Amelie Demay and Eric Varelas perform a difficult hand to hand balancing routine of astonishing strength and grace. She even carries him, balanced high on her hands, around the ring.

 

Two striking young women, Bulgarian world champion gymnasts, Maia Taskova and Mariela Spasova, dance through a routine which incorporates strips of gossamer cloth, swirling ribbons of colors from the tips of long sticks while doing ball manipulation.

 

Little Magritte-style figures strut about the ring in black, short-tailed jackets and derby hats. They file, one by one, to the ends of teeterboards and catapult off into space, landing five high on five intricately balanced white chairs.
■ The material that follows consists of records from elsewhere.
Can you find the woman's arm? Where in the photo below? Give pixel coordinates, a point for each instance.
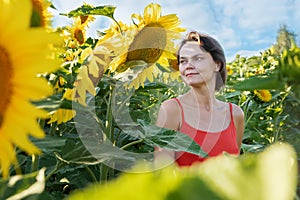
(238, 116)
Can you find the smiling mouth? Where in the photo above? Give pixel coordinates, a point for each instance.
(191, 74)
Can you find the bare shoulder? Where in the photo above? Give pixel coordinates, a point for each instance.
(237, 112)
(171, 106)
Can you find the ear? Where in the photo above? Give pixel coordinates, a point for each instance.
(218, 66)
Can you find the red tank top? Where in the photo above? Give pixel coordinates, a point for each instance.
(213, 143)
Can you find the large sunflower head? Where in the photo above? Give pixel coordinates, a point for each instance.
(40, 16)
(151, 39)
(23, 58)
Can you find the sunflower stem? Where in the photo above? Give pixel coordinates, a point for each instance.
(34, 162)
(118, 25)
(103, 173)
(92, 175)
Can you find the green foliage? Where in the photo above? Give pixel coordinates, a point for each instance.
(86, 10)
(267, 175)
(23, 186)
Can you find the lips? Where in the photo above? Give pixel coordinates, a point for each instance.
(191, 74)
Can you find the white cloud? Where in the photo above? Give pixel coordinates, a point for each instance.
(247, 24)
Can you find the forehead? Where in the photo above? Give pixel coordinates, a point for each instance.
(191, 48)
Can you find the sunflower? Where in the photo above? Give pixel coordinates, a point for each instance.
(63, 115)
(229, 70)
(23, 57)
(40, 16)
(150, 39)
(263, 95)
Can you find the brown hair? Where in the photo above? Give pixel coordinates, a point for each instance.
(212, 46)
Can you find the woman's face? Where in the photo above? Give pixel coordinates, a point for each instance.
(196, 65)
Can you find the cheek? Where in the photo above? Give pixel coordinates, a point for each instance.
(181, 69)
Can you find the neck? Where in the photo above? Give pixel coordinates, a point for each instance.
(205, 98)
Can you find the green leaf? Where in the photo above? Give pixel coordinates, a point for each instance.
(21, 186)
(269, 175)
(75, 152)
(169, 139)
(85, 10)
(260, 83)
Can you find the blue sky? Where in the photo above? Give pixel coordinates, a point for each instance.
(241, 26)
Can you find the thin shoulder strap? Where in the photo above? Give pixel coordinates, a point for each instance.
(181, 109)
(231, 115)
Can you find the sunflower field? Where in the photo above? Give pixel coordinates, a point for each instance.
(77, 114)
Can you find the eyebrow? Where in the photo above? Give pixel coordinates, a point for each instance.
(194, 56)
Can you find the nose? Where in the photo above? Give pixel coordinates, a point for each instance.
(190, 65)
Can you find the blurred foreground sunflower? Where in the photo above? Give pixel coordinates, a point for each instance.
(22, 58)
(150, 40)
(263, 95)
(41, 16)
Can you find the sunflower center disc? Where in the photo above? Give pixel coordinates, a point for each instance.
(5, 79)
(149, 44)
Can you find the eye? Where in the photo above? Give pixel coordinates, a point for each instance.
(183, 61)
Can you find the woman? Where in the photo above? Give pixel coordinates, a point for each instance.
(215, 125)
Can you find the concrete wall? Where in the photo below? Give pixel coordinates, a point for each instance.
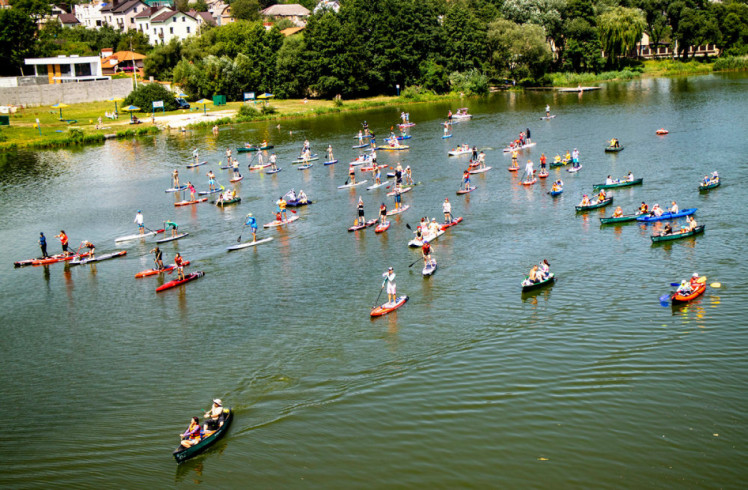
(69, 93)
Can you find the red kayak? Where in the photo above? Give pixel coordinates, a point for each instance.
(444, 226)
(387, 307)
(153, 272)
(58, 258)
(179, 282)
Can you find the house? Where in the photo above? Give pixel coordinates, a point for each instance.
(292, 11)
(123, 61)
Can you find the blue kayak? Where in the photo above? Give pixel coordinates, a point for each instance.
(679, 214)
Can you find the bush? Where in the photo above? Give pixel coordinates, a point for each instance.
(144, 95)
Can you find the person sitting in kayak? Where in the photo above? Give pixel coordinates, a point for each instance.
(447, 210)
(193, 434)
(281, 203)
(389, 280)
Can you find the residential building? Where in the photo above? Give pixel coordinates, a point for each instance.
(292, 11)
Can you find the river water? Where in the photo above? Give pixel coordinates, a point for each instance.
(588, 383)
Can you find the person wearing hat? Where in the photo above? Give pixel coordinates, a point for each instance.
(389, 280)
(252, 223)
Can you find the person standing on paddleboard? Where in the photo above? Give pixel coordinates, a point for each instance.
(389, 280)
(252, 223)
(158, 257)
(139, 221)
(43, 244)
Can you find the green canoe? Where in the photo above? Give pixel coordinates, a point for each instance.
(618, 184)
(675, 236)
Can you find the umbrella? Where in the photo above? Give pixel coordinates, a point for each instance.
(60, 105)
(115, 100)
(203, 102)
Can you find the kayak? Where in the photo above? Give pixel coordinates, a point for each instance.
(624, 183)
(179, 282)
(429, 238)
(196, 201)
(98, 258)
(235, 200)
(619, 219)
(137, 235)
(402, 209)
(455, 221)
(388, 307)
(281, 222)
(346, 186)
(686, 212)
(382, 227)
(430, 268)
(57, 258)
(172, 238)
(182, 453)
(595, 205)
(675, 236)
(249, 244)
(369, 223)
(374, 186)
(529, 286)
(153, 272)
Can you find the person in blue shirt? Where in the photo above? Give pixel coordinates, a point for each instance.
(252, 223)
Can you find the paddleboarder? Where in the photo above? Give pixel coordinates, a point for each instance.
(252, 223)
(139, 221)
(389, 280)
(158, 257)
(43, 244)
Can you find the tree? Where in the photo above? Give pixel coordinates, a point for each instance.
(16, 31)
(620, 28)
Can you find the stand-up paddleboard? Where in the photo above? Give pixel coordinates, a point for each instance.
(281, 222)
(372, 187)
(388, 307)
(369, 223)
(249, 244)
(382, 227)
(465, 191)
(455, 221)
(137, 235)
(153, 272)
(402, 209)
(346, 186)
(172, 238)
(186, 203)
(179, 282)
(430, 268)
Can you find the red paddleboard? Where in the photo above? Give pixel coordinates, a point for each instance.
(444, 226)
(382, 227)
(153, 272)
(178, 282)
(387, 308)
And the clowns, Oh these clowns! are absolutely hilarious. In fact, Benny Ie Grands' act is so outrageous -- hosing down the audience with a stream of water and lathering peoples' clothes with shaving cream -- that the Cirque refuses to admit any responsibility for him whatsoever.

 

Balthazers' "Window With String," which really belongs in the Guggenheim, goes through a series of wonderfully witty visual effects, changing from window to a stringed instrument, then becoming a spider's web, engulfing his face complete with a buzzing fly.

 

The entire show is so full of artful illusion and transformation it takes ones breath away. The Shandong Troupe of China, made up of four incredible teen­agers, two men and two women, is truly astounding. They first balance on one rola bola. Then, forming a human pyramid with the women fluttering out at the sides, one man climbs to the top, adds another rola bola board and, while balancing on this pinnacle, flips bowl after bowl from one end of the board onto a growing pile on his head with perfect precision.

 

The grand finale is a tower of 12 acrobats, circling the ring on one bicycle in an extraordinary display of balancing skill. And the entire troupe, clad in the colors of the rainbow, leaps and dances and spins around and up and over the ring, flipping and juggling and springing while the crowd roars its approval.

 

This circus is so inventive and so sophisticated, and so filled with energy and enthusiasm it leaves you bedazzled with wonder and reluctant to have to return, ever again, to the dreariness of everyday existence.